Although we can’t always transfer lessons from one situation to another, very often we can do just that. For example, let’s look at a basic tactic used in many games and sports. Take pool, for example. At every turn, the pool player attempts to do three things: hit the desired ball into the desired pocket, position the cue ball after the shot to line up the next shot, and similarly position the cue ball to deny the opponent a shot (should the original shot miss). Boxing and mixed martial arts are similar. With every attempted strike, a fighter tries to hit his intended target, tries to line himself up to potentially follow up the strike with more, and similarly tries to line himself up to deny his opponent from striking him before, in between, or after his original combination. Even board games like chess follow similar tactics.
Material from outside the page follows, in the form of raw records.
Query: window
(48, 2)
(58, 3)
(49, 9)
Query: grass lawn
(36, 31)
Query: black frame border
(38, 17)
With each move a player tries to get his immediate positional or piece advantage, set himself up for a longer term one, and deny his opponent from getting the same on him.
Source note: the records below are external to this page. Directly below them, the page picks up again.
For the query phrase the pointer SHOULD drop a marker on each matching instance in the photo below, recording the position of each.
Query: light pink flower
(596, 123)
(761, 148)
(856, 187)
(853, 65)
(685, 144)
As business people and marketers, we can apply those same three principles to every move we make in the market place. With every business plan, with every proposal, with every action, we only need to ask ourselves three simple questions. Does this move enhance my position/achieve my short term objectives? Does this move set me up to continue enhancing my position/achieving my objectives in the longer run? And does this move deny or invite my competition to counter me, nullifying my gains?
Let’s take an advertising situation we reviewd a while back from the perspective of attack advertising and re-look at it from this new perspective. Audi made an advertising move that directly challenged BMW. They put up a billboard with the text, “Your move, BMW.” But they never asked themselves those three questions. Did the ad achieve its short-term goal? Maybe, maybe not. But more importantly, Audi never asked themselves whether the ad set them up for a follow-up while denying BMW an effective counter.
So what did BMW do? The next day, they added the below billboard right next to Audi’s.
It truly was check and mate. BMW’s move was brilliant, but it was enabled because Audi didn’t take two minutes to ask themselves those questions.